Der böse Weg machte es dem guten Weg echt schwer. Der Seelenpalast wurde nicht angegriffen, weil er lieber neutral blieb, obwohl er eigentlich zum guten Weg tendierte. Der Seelenpalast bekam viele Briefe von den vier großen Sekten der Gerechtigkeit, in denen sie gebeten wurden, sich dem Kampf gegen das Böse anzuschließen, aber dank Seelenkaiser Elusivemist wurden alle mit höflichen Worten abgelehnt oder einfach ignoriert.
Vielleicht dachten die vier großen rechtschaffenen Sekten, dass der Seelenkaiser Zealwonder durch Nadias Seelenangriff schwer verletzt worden war, sodass sie sich nicht weiter um sie kümmerten.
So kümmerte sich Seelenkaiser Elusivemist um die Außenpolitik, während Davis Yotan die Innenpolitik überließ. Seit sie ihm aus freien Stücken die Treue geschworen hatte, tat sie ihr Bestes, um seine Herrschaft zu unterstützen, vielleicht sogar unter Verschleierung der Tatsache, dass er Seelenkaiser Zealwonder getötet hatte, weil sie verstanden hatte, dass beide Seelenkaiser keine echten Persönlichkeiten waren.
Die Tatsache, dass sie einen verfluchten Fluch in ihrer Reinheit trug, der sie und ihren Mann in einer intimen Nacht sterben lassen würde, war für sie immer noch ein Schock, der sie das frühere Seelenpalast in einem bösen Licht sehen ließ. Im Vergleich zu ihnen erschien ihr der Todeskaiser wie ein Heiliger, genau wie Threelotus gesagt hatte, und sie hatte sogar das Gefühl, dass das Seelenpalast unter seiner Herrschaft besser werden würde.

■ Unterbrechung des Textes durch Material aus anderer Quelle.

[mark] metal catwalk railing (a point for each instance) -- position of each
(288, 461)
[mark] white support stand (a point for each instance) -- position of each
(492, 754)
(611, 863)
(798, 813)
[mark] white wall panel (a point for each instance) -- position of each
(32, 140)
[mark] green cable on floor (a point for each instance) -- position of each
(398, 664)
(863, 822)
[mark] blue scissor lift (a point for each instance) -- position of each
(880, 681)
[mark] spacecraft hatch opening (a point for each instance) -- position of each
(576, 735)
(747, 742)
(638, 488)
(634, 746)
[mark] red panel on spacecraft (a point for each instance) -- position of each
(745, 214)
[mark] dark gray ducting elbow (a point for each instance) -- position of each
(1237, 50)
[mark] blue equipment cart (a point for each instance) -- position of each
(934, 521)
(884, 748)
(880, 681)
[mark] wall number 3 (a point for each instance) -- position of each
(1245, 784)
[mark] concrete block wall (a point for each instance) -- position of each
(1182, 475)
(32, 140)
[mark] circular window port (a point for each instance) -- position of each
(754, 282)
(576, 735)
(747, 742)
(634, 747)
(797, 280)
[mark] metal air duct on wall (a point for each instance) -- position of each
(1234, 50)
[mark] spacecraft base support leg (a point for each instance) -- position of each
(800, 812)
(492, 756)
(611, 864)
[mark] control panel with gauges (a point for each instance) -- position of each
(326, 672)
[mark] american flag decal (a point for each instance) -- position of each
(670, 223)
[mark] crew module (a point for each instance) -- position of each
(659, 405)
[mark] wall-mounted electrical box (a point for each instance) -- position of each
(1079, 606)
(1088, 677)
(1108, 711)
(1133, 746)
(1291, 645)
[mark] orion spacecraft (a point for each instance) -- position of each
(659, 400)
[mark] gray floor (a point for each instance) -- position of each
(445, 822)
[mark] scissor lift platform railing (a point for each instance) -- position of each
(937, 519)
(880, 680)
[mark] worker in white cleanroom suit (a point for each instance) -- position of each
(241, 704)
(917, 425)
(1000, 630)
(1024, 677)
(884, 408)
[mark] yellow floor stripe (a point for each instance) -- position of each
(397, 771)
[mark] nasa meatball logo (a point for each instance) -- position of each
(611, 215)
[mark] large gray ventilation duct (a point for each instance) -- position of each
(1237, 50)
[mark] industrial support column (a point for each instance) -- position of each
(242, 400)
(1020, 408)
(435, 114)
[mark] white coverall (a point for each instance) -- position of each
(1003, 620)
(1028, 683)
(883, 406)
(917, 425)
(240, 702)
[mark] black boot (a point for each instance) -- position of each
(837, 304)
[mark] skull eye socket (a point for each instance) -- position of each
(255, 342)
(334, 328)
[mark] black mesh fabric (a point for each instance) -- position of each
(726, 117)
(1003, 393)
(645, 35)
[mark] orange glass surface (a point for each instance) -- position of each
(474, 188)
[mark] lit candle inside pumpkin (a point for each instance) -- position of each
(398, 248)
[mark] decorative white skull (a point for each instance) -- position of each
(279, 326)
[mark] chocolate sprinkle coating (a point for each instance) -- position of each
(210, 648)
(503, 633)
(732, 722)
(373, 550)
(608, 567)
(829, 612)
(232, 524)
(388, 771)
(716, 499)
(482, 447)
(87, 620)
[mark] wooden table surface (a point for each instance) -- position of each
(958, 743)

Davis blieb mit seinem einsamen Seelenavatar in der Bibliothek des Seelenpalasts und lernte viel, während er nur eine einzige Pause einlegte, nachdem er Kopfschmerzen vom Alchemieunterricht bekommen hatte und sich umfangreiches Wissen über Inschriften, Schmiedekunst, die eine Vielzahl von Schulen von luxuriösen Konstruktionen und opulenten Artefakten bis hin zu Formationen umfasste, angeeignet hatte.
So verging ein weiterer Monat, sodass seit dem Tod von Davis, dem Kaiser des Todes, in den Augen der Öffentlichkeit bereits neun Monate vergangen waren. Während alle dachten, dass eine Bedrohung von selbst verschwunden war, ohne sich auszubreiten, wuchs diese Bedrohung ungestört im Seelenpalast heran, ohne dass viele davon erfuhren.
Im höchsten Turm des Seelenpalastes zuckte Davis‘ Körper, als seine Seele plötzlich mit der Energie des Himmels und der Erde um ihn herum in Resonanz trat und gleichzeitig eine qualitative Veränderung durchlief.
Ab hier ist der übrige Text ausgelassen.